The Best Ideas Arise From A Passionate Interest In Common Place Things – Essay Example
Ideas in Commonplace Things Ideas can be found everywhere. One can find it in a crisis, when one is riding the train, whether one just woke up or merely reading a passage in a book – ideas come in one’s ability to focus and appreciate the abundance of concepts, images, sounds, words, feelings, smell, among other things that the world has to offer.
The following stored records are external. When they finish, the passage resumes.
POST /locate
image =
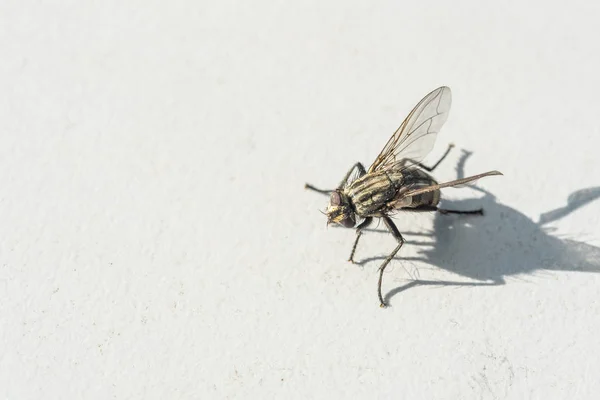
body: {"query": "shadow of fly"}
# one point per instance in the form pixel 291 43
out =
pixel 397 181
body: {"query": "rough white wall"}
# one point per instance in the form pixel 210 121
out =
pixel 156 241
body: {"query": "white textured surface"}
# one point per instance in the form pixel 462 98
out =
pixel 156 241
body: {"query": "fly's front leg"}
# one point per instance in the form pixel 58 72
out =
pixel 361 172
pixel 359 229
pixel 429 169
pixel 396 233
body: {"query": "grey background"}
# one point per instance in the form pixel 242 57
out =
pixel 157 242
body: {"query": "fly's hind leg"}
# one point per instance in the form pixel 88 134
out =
pixel 359 229
pixel 396 233
pixel 361 172
pixel 429 169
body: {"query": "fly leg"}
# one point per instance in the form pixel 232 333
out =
pixel 359 229
pixel 429 169
pixel 361 172
pixel 396 233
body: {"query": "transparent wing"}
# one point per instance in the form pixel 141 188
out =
pixel 415 138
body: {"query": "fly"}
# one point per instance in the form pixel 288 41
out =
pixel 397 180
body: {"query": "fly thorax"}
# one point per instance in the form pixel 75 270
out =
pixel 340 210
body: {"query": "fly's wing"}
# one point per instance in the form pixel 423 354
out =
pixel 414 139
pixel 398 202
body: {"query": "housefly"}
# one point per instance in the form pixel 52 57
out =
pixel 397 181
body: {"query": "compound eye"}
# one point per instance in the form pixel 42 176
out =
pixel 335 199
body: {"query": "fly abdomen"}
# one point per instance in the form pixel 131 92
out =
pixel 414 179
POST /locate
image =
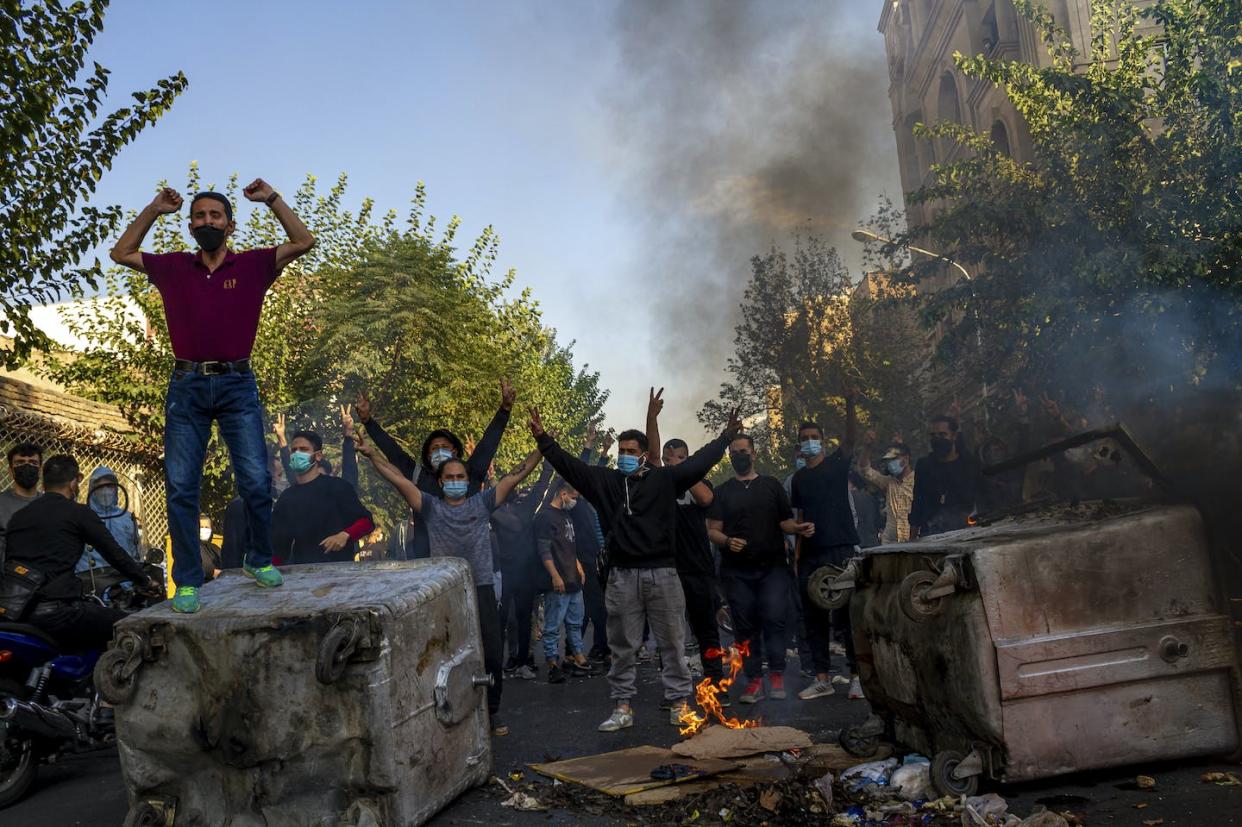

There are outstanding inventions, critically acclaimed literature, design and other creative works that have been produced out of commonplace things. For example, John Steinback’s The Grapes of Wrath, a widely acclaimed and heart rending novel was actually a narrative of an Oklahoma farming family’s futile quest to find good life in California. This story was written out of the author’s common experiences as he interacted with the Mexican community in California. Through his job and his observation about the menial jobs that the Mexicans had to endure as laborers, he was able to discover a perfect theme that enabled him to complete his greatest work ever.
Perspectives also underscore how the commonplace can be a source of inspiration and ideas. For instance, an epicure, who has been delighting with the pleasure of food in his table, may just brush off the significance or the taste of a ripe apple. But there are others who will find the very fruit delicious and blessing in itself. This is also the case when a person confined in a dingy office all his life or incarcerated in jail appreciates the life outdoors, the smell of fresh air as well as the glorious sunshine.
Commonplace is also analogous to simplicity. It does not take a complicated effort to construct ingenuity and beauty. Chambers wrote:
A soul of goodness in things “COMMON”
Would men observing distil it out. (p. 408)
Commonplace things can affect us forcefully in such a way that they trigger and arouse the mind and set it to work. What we have to do is open our mind, be observant, and, as one cliché put it, just “stop and smell the flowers.” It will allow us to reject familiarity that keeps us from being “affected” by the world around us.
McCracken, C. (2000). Berkeleys Principles and Dialogues: background source materials. Cambridge: Cambridge University Press.